A Methodology for Multivariate Regression on Large Datasets

Large datasets can present a formidable challenge to the analyst. Proper analysis of a long list of potential cost drivers can require enough regression computations and scatter plots to make discovering good relationships difficult. A methodical approach helps to keep the analysis organized and ensures that nothing is overlooked. This presentation will put forth a standardized way to approach analyzing independent variables in regression and an application of automating this approach in VBA. To facilitate comparison, this method includes choosing the order of the combinations of drivers to regress, entails summary sheets to compare regression equations side-by-side, and makes use of Excel’s conditional formatting.
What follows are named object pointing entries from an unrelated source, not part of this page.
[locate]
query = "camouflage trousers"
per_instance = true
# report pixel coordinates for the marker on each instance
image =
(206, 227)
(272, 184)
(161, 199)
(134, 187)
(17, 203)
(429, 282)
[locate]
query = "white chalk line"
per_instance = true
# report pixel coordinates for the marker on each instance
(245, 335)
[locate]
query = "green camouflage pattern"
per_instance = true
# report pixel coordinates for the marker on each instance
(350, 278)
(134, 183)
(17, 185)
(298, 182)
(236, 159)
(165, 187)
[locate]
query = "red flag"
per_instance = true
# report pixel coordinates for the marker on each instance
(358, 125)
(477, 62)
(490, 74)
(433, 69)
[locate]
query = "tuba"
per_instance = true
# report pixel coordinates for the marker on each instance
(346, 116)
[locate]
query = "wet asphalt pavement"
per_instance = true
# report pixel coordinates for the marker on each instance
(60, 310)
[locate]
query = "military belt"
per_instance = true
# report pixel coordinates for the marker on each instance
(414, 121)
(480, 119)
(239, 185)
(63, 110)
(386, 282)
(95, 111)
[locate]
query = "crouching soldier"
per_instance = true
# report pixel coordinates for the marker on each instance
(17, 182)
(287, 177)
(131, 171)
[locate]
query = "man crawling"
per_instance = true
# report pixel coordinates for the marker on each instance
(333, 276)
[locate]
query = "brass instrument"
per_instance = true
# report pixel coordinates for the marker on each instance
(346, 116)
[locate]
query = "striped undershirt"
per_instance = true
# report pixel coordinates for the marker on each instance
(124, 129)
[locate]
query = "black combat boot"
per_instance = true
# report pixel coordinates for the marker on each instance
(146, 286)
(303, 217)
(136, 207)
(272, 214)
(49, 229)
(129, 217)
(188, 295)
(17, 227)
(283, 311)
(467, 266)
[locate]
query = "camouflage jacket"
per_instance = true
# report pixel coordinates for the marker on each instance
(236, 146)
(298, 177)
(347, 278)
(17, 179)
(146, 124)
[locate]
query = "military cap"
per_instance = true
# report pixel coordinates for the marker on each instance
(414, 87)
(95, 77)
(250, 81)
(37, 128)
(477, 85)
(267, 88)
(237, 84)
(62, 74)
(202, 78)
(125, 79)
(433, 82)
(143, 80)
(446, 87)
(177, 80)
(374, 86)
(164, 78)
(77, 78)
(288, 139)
Additionally, in order to help identify obscure information in the data, a dynamic scatter plot allows the analyst to quickly view large numbers of scatter plots displaying up to five variables at a time.


Matt Pitlyk
Booz Allen Hamilton
Matt Pitlyk is a cost analyst at Booz Allen Hamilton. His experience includes CER development on space systems, aircraft, and software development for various agencies including the Air Force Cost Analysis Agency. His work centers on developing and evaluating regression equations, often employing VBA within Excel. He has also been a contributor to the Cost Estimating Body of Knowledge.
He graduated with an M.A. in Mathematics from St. Louis University in 2009. During the following year, he taught several math courses as St. Louis University including courses in statistics. He joined TASC, Inc. in July 2010 as a cost analyst. He joined Booz Allen Hamilton in April 2011.